A.H. Boonstra

The dependence of the gelation time on the hydrolysis time in a two-step SiO2 sol−gel process

Abstract The gelation time in the basic step of a two-step hydrolytic polycondensation process of tetraethoxysilane (TEOS) in ethanol was strongly influenced by the hydrolysis in the acid step. Generally at short hydrolysis times an extremely long gelation time was measured. Systematic extension of the hydrolysis time results first in a minimum of the gelation time in the basic step, followed by a maximum and subsequently by a gradual decrease in the gelation time.

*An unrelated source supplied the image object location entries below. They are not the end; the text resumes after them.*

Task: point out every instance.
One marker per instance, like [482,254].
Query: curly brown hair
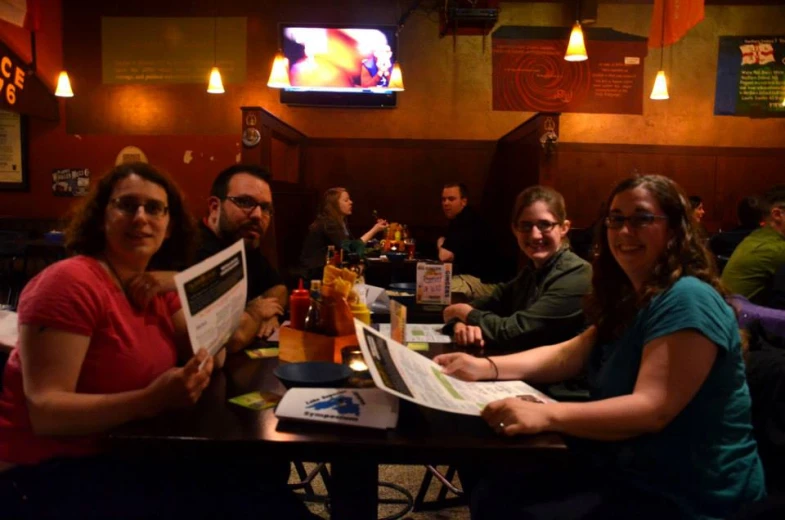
[85,232]
[329,214]
[613,302]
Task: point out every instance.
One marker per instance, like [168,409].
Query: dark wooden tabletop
[422,436]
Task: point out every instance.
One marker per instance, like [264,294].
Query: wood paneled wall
[586,173]
[401,179]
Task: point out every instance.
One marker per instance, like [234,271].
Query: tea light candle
[353,358]
[358,365]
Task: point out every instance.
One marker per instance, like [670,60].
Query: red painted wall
[50,147]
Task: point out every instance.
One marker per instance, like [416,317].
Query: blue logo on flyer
[342,404]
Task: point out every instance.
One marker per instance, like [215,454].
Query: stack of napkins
[369,407]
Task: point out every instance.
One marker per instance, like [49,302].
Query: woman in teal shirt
[668,431]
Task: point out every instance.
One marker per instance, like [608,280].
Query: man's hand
[267,327]
[468,335]
[262,309]
[458,311]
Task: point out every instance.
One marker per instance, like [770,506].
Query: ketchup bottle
[299,301]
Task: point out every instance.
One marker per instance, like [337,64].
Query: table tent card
[433,283]
[369,407]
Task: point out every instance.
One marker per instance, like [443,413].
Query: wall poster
[13,171]
[750,76]
[530,73]
[71,182]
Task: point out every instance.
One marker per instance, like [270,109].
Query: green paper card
[259,353]
[256,400]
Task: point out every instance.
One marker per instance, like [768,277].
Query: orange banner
[679,17]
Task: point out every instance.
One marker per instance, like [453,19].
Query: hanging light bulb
[63,86]
[215,86]
[279,74]
[660,90]
[396,79]
[576,48]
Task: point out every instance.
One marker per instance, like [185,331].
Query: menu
[411,376]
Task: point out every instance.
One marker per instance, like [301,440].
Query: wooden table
[423,436]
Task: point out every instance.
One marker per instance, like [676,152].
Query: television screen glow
[340,60]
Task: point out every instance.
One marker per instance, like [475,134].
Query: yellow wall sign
[12,80]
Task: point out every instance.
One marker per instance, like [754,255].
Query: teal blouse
[706,460]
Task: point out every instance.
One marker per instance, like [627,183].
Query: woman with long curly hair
[330,228]
[667,433]
[89,360]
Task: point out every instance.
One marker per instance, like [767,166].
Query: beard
[233,232]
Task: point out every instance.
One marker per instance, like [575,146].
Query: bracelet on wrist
[495,369]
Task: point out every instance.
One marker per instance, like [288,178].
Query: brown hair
[613,303]
[85,233]
[329,213]
[533,194]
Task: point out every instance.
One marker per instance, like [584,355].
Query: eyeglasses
[248,204]
[636,221]
[524,226]
[130,205]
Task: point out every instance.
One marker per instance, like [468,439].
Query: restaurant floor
[409,477]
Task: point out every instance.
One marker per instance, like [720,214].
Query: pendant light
[63,86]
[576,48]
[215,85]
[660,90]
[396,79]
[279,74]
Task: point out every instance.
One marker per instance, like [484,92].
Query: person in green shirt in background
[751,268]
[668,432]
[542,304]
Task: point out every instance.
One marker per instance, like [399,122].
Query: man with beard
[241,206]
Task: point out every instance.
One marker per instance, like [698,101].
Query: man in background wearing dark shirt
[467,244]
[241,206]
[750,216]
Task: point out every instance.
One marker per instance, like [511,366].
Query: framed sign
[13,167]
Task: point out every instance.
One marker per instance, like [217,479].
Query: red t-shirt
[128,349]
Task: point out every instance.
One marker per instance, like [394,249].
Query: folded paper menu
[369,407]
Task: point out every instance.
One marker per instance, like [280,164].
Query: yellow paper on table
[398,321]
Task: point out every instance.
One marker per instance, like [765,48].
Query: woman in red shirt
[88,360]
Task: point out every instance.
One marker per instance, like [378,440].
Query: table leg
[354,490]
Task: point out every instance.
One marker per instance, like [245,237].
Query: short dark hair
[552,198]
[461,188]
[221,183]
[750,212]
[774,197]
[85,233]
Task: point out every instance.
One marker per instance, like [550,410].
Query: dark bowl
[395,256]
[313,374]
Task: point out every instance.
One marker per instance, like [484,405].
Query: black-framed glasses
[248,204]
[130,205]
[636,221]
[525,226]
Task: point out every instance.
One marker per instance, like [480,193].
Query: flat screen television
[339,65]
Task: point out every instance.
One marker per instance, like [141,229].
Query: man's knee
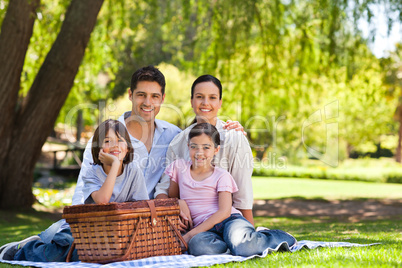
[206,243]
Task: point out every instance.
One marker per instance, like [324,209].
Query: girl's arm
[174,189]
[186,222]
[225,208]
[104,194]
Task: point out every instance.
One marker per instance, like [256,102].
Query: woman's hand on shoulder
[228,125]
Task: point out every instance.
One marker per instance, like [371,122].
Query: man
[150,137]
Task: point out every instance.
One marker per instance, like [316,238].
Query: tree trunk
[31,121]
[398,154]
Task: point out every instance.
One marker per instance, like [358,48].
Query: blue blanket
[189,260]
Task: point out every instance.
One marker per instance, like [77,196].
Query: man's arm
[241,170]
[248,214]
[162,188]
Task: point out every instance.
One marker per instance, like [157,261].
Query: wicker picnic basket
[113,232]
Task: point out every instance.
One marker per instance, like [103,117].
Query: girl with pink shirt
[207,190]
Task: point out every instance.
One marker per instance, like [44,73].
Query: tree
[393,80]
[26,122]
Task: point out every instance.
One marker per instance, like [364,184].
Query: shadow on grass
[19,224]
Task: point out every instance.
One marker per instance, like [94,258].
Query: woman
[234,156]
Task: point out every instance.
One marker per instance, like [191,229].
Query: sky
[383,42]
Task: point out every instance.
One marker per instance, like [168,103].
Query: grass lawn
[273,188]
[18,225]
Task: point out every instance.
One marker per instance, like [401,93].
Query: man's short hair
[148,73]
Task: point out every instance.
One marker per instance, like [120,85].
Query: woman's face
[206,102]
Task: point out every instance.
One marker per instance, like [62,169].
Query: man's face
[146,100]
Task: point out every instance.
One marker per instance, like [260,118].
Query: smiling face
[202,151]
[206,102]
[146,100]
[115,145]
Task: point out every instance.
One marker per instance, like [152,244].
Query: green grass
[273,188]
[388,254]
[372,170]
[18,225]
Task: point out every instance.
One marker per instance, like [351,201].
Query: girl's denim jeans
[239,236]
[53,246]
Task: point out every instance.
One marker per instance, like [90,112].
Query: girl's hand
[234,125]
[187,237]
[186,223]
[107,159]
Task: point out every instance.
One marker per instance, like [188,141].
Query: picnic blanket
[185,260]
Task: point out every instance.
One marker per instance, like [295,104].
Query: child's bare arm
[225,208]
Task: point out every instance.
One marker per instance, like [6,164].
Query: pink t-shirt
[201,196]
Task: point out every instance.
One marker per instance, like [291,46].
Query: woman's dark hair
[208,129]
[100,134]
[207,78]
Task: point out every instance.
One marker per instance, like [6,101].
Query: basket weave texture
[112,232]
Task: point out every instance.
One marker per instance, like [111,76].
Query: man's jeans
[239,236]
[53,247]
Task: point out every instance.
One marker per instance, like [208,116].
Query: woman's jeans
[53,246]
[239,236]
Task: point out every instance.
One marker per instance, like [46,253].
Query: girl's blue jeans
[53,246]
[239,236]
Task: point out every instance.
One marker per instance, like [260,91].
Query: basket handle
[151,204]
[124,257]
[70,252]
[178,235]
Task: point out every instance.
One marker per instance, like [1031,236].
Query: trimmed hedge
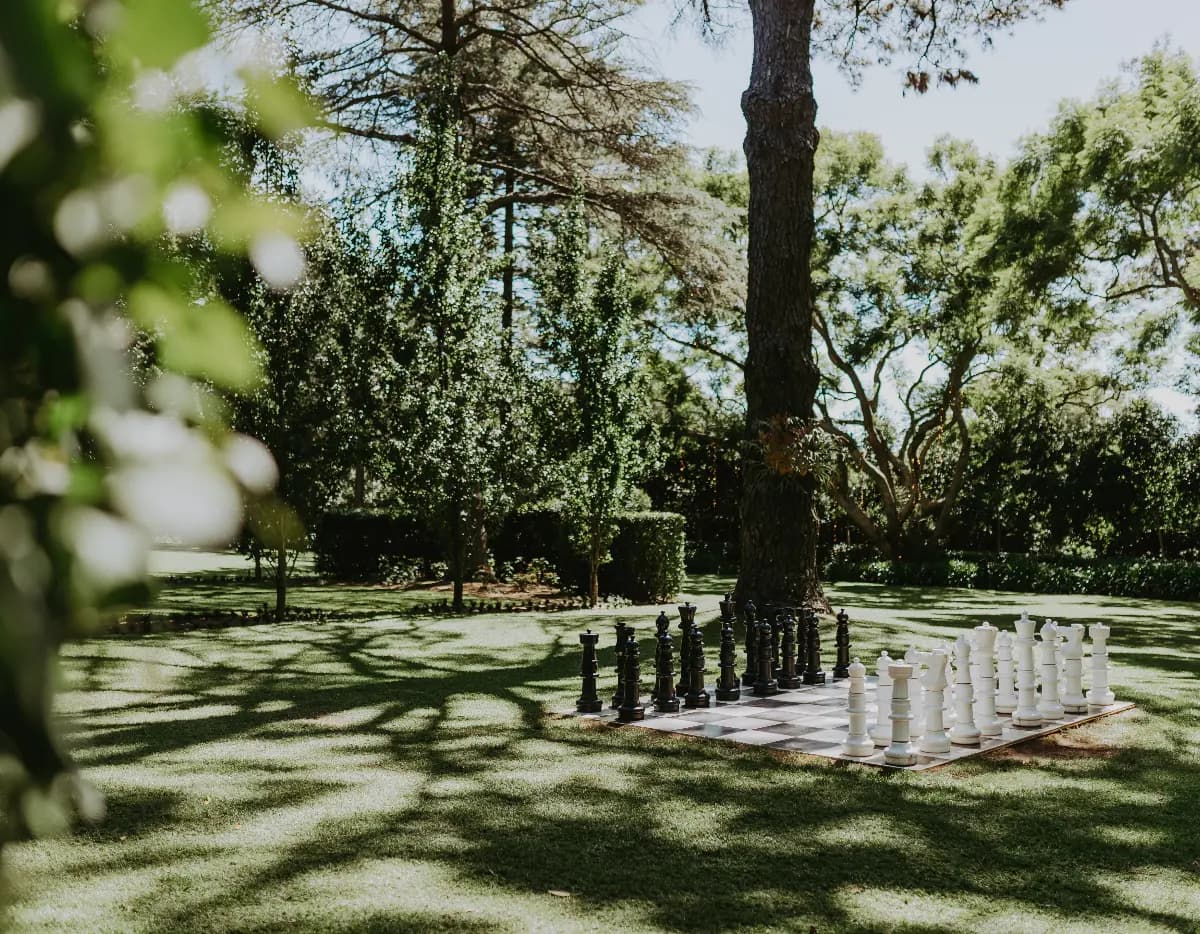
[1165,580]
[364,544]
[647,557]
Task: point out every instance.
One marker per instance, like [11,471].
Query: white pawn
[964,731]
[1073,700]
[985,671]
[900,752]
[881,730]
[1049,706]
[1101,695]
[916,693]
[1026,713]
[934,738]
[1006,695]
[857,742]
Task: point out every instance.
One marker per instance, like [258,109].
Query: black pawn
[619,694]
[765,684]
[685,627]
[661,626]
[727,687]
[789,677]
[631,704]
[751,674]
[696,694]
[841,670]
[777,623]
[665,698]
[589,701]
[813,672]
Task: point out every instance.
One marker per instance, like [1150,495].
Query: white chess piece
[964,732]
[900,752]
[1006,695]
[881,730]
[948,694]
[985,686]
[1026,713]
[1073,700]
[934,738]
[1049,706]
[1101,695]
[916,693]
[857,742]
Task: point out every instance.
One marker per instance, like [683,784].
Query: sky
[1023,77]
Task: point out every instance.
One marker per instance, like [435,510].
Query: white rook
[1049,706]
[985,670]
[964,732]
[1006,695]
[934,740]
[881,730]
[857,742]
[1073,700]
[1101,695]
[900,752]
[1026,713]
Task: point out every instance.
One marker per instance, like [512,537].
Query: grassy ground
[405,776]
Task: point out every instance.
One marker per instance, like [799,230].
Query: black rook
[589,701]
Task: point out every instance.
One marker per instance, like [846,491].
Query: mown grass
[406,776]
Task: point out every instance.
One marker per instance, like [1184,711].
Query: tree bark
[281,575]
[779,521]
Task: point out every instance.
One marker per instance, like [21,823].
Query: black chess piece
[777,623]
[589,701]
[631,702]
[765,684]
[813,672]
[665,698]
[661,626]
[696,694]
[619,694]
[687,624]
[789,677]
[751,674]
[729,684]
[727,615]
[841,669]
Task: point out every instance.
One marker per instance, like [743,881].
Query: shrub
[1165,580]
[370,545]
[647,557]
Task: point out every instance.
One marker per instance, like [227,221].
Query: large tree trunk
[779,522]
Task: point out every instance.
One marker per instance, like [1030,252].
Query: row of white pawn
[967,694]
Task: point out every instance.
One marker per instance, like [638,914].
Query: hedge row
[1167,580]
[647,552]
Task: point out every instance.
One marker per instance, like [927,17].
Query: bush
[1165,580]
[373,545]
[647,557]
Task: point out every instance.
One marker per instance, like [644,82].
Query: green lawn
[406,776]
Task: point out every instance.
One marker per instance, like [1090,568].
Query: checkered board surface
[814,719]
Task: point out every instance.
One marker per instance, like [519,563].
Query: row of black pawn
[774,662]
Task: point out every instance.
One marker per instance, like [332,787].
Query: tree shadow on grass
[640,828]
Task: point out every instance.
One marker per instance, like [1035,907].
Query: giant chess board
[813,719]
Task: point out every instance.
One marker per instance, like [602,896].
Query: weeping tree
[586,333]
[455,376]
[779,525]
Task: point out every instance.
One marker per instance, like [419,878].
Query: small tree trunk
[594,573]
[779,521]
[281,576]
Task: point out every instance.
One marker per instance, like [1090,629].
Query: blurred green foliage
[106,161]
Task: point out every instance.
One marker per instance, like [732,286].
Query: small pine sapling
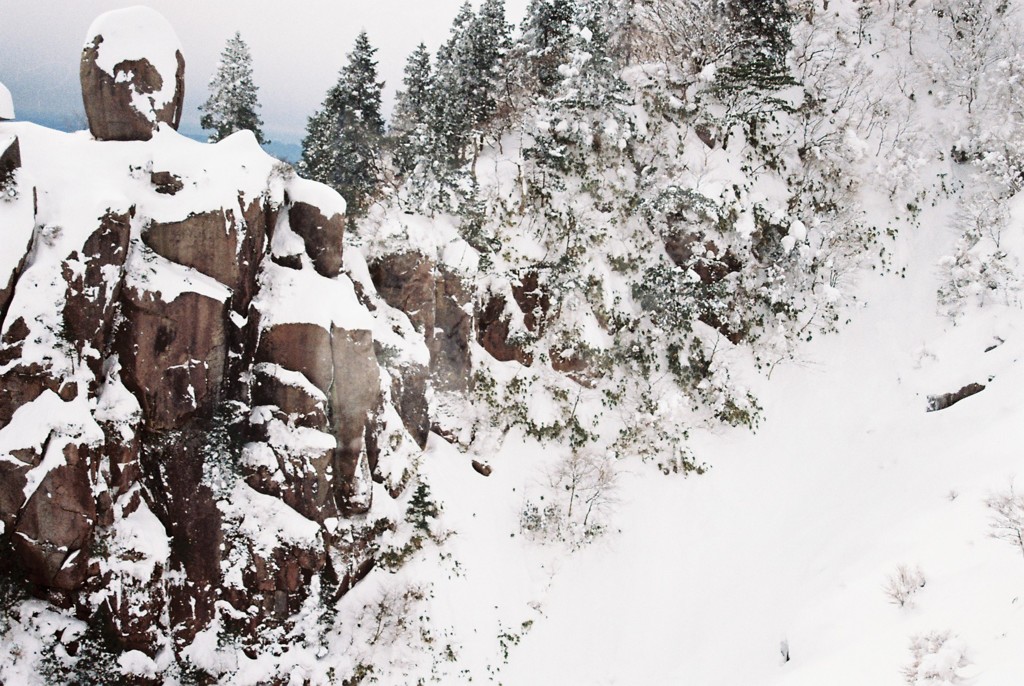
[903,585]
[1008,517]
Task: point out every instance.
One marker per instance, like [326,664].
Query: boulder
[354,396]
[173,354]
[451,361]
[943,400]
[322,234]
[532,300]
[10,160]
[409,393]
[132,75]
[494,327]
[93,285]
[225,245]
[172,465]
[6,103]
[406,281]
[54,528]
[23,383]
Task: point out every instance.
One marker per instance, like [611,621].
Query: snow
[317,195]
[138,544]
[267,521]
[134,34]
[6,104]
[155,276]
[302,296]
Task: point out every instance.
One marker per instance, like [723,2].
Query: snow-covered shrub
[903,585]
[1008,516]
[981,269]
[576,502]
[938,659]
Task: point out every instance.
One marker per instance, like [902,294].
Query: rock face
[436,303]
[192,410]
[132,75]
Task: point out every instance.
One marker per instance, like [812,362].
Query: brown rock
[322,236]
[451,362]
[493,333]
[173,355]
[532,300]
[269,387]
[12,480]
[206,242]
[172,467]
[712,266]
[409,392]
[53,531]
[166,182]
[23,384]
[936,402]
[89,298]
[111,99]
[299,347]
[407,282]
[573,366]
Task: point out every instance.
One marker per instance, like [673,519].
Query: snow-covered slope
[787,544]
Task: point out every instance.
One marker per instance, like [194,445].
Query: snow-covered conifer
[547,34]
[414,110]
[342,143]
[232,104]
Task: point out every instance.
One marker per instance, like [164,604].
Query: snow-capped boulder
[6,103]
[132,74]
[320,222]
[10,161]
[435,301]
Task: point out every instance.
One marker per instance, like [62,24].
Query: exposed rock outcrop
[132,75]
[192,406]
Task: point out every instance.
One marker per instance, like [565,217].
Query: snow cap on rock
[132,75]
[6,103]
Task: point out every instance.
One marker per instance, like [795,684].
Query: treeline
[487,76]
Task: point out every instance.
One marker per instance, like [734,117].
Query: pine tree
[489,41]
[547,34]
[412,134]
[232,104]
[452,122]
[342,143]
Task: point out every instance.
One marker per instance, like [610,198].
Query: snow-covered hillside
[691,366]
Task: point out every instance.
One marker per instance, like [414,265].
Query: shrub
[903,585]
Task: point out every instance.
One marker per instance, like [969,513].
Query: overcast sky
[297,45]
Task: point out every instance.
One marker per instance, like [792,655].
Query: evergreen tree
[547,34]
[342,143]
[414,113]
[471,77]
[452,123]
[489,41]
[232,104]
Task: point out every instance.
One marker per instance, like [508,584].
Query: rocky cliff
[194,419]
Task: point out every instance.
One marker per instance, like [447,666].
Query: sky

The first decrease in gelation time as a function of the hydrolysis time was ascribed to the formation of silanol monomers during hydrolysis in the acid step. The subsequent increase in gelation time was caused by the decrease of these silanol concentrations, owing to the dimerisation reaction which became dominant because most of the added water had been consumed. For long hydrolysis times an appreciable effect of polymerisation in the acid step resulted in a renewed decrease in gelation time. The effect of parameters such as the hydrolysis temperature and the concentrations of ethanol, water, HCl and NH4OH on the hydrolysis-condensation processes was investigated.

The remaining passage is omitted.